Julika Stich, 35, war oft am Ende Ihrer Kraft. Nun lebt sie ihr Leben
Julika Stich, 35, war oft am Ende Ihrer Kraft. Nun lebt sie ihr Leben
Privat, Sabine Oberpriller
Mama braucht meine Hilfe 
Julika war zwei, als ihre Mutter an multipler Sklerose erkrankte. Sie lernte pflegen, wie andere laufen und staubsaugen. Normalerweise sind erst die Eltern für ihre Kinder da, dann andersherum. In Julikas Familie ging alles schneller. Wie kann sie sich da selbst finden?
05.02.2018

Im Strandkorb an der Ostsee, oben ­Möwen, unten Sand, vorne die Brandung, Ruhe – das war gut. Julika Stich hat keine schönere Erinnerung an ihre Familie, an Momente, die so unbelastet waren wie diese am Meer. „Vielleicht sollte ich nach Lübeck ziehen“, sagt sie. Warum nicht? Immerhin steht sie, 35, in ihrem ­Leben ziemlich am Anfang. Aus dem bisherigen Leben sind nicht viele Grundfesten übrig, auf die sie bauen könnte. Sie war zwei Jahre alt, als ihre Mutter die Diagnose „multiple Sklerose“ erhalten hat.

Julika wuchs mit Hebebühnen, Rollstühlen und Urin­beuteln auf. Pflegen hat sie gelernt wie andere laufen, ­Zähne putzen und staubsaugen. Es ist doch klar, dass die Tochter mithilft, wenn die Mutter krank wird. Oder? Manche Tage sind schön, die meisten anstrengend, voll Verlust­angst und Verantwortung. Für anderes ist kaum Zeit geblieben, vor allem nicht für die Frage: Was ist eigentlich mein Leben?

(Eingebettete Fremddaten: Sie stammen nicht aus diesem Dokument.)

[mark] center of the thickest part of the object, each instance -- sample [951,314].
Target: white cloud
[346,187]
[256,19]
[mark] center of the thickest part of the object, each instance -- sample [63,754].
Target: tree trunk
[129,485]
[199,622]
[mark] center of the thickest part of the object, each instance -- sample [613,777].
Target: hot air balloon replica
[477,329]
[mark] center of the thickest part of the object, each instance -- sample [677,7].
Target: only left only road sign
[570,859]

Ein Fotoalbum erzählt die Geschichte

Erst sind Eltern für ihre Kinder da, später die Kinder für die Eltern. Bei den Stichs ging alles schneller. Fotos aus Julikas Album erzählen diese Geschichte: Eine junge Frau sitzt im Korbstuhl und schaut mit keckem Blick in die Kamera, ein Baby im Arm, eine Dose Babybrei in der Hand. Eine Frau im Rollstuhl umarmt ein kleines Kind, das sich zu ihr hochreckt. Ein Mädchen schiebt eine Frau im Rollstuhl. Eine junge Frau mit Ponyfransen über der Stirn umarmt die Frau im Elektrorollstuhl, deren Gesicht erstarrt ist.

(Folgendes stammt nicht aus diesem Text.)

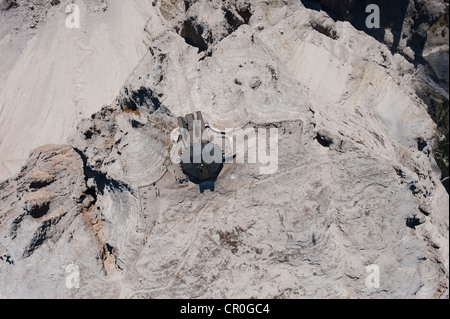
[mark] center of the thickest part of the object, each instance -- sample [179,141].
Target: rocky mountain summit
[357,184]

Bei multipler Sklerose greifen Entzündungen die Nervenbahnen an. Die Symptome variieren anfangs. Seh­störungen können auftreten, Lähmungen, oder die Beine schmerzen. Oft verteilen sich die Krankheitsschübe über Jahrzehnte. Mittlerweile gibt es wirksame Therapien, die die Krankheit nahezu zum Stillstand bringen. Julikas Mutter gehörte zu den wenigen, bei denen diese nicht anschlagen. Ohne Hilfe ging es für sie bald nicht mehr. Das Hinterlistige ist, dass die Krankheit sich schleichend entwickelt, so dass die Pflegenden nicht merken, wann es zu viel wird – vor allem für ein kleines Mädchen.

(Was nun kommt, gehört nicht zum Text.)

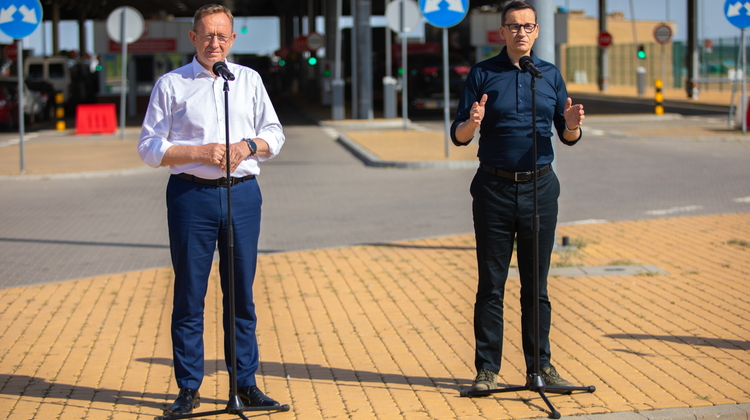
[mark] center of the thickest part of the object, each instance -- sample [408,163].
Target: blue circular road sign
[20,18]
[737,13]
[444,13]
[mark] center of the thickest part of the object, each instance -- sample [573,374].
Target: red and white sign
[605,39]
[493,37]
[11,51]
[663,34]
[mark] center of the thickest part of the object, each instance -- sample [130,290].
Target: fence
[667,62]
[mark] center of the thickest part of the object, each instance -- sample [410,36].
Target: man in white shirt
[185,129]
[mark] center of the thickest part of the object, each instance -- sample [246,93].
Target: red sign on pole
[11,52]
[605,39]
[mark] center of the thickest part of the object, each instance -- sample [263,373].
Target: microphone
[527,64]
[220,69]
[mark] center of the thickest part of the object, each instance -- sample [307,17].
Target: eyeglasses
[209,38]
[515,27]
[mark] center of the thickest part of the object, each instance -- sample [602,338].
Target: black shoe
[186,401]
[252,396]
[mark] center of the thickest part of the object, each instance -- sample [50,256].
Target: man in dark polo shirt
[497,99]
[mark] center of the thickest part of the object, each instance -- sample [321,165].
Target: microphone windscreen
[218,66]
[524,61]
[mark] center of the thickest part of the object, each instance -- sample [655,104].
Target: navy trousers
[197,220]
[503,211]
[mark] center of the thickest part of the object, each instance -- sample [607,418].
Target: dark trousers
[503,210]
[197,219]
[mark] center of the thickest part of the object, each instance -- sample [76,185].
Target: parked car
[425,83]
[34,102]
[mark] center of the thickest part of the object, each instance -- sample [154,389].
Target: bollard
[60,111]
[658,98]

Dass sich junge Menschen um pflegebedürftige Familien­mitglieder kümmern, wurde bislang kaum wahrgenommen und ist kaum erforscht. Auch, weil man so schlecht an die Familien herankommt. Mehr als 250 000 junge Pflegende leben in Deutschland. Genauere Zahlen gibt es nicht. Erste Initiativen sammeln Informationen und versuchen, die Jugendlichen anzusprechen. Aber sie erwischen fast nur die Ehemaligen. Die Initiative „Wir pflegen“ will es bald dort versuchen, wo Jugendliche am häufigsten sind: in Schulen.

Der Vater war überfordert

Julika wuchs in Hohensolms und in Königsberg in Mittelhessen auf, zuletzt im selbst gebauten, behindertengerechten Haus gegenüber den Großeltern, damit die besser helfen konnten. Einer musste das Geld verdienen, das war der Vater. Jemand musste ein Auge auf die Mutter haben und ihr zur Hand gehen, das war meistens Julika. Die Oma war vormittags da und ihre Cousine half wöchentlich. Der Vater hielt sich zurück. Die Situation schockierte ihn, und ihm lag die Pflege nicht.

Julika war die, die immer auf den letzten Drücker in die Schule kam. Weil sie um sechs Uhr aufgestanden war, die Mutter aus dem Bett auf die Hebebühne gewuchtet, ins Bad bugsiert, sie gewaschen, angezogen und in den Rollstuhl gehievt hatte. Sie war immer unkonzentriert. Weil sie nachts wegen der Hilferufe ihrer Mutter nicht durchschlief. Sie war die Ernste. Weil eine Hälfte ihrer Gedanken immer bei der Mutter hing. Das ist nicht „cool“.

Julika steckte in der ­Schule in einer Rolle, die sie nicht haben wollte. Sie wollte auch mal normal sein, als Teenager auf Partys gehen, Freunde treffen. „Das kann doch die Tochter machen“, sagten dagegen viele Pflegerinnen oft lax, wenn es mal wieder darum ging, beim ­Essen zu helfen oder den Urinbeutel zu leeren. Weil Julika nicht immer zur Stelle sein wollte, hatte sie bei manchen den Ruf der „faulen Tochter“ weg. Das brennt sich ein. Dass sie nicht genüge, dass ihre eigenen Bedürfnisse verwerflich seien, das wird später zu den ­Dingen gehören, die den Knoten festziehen.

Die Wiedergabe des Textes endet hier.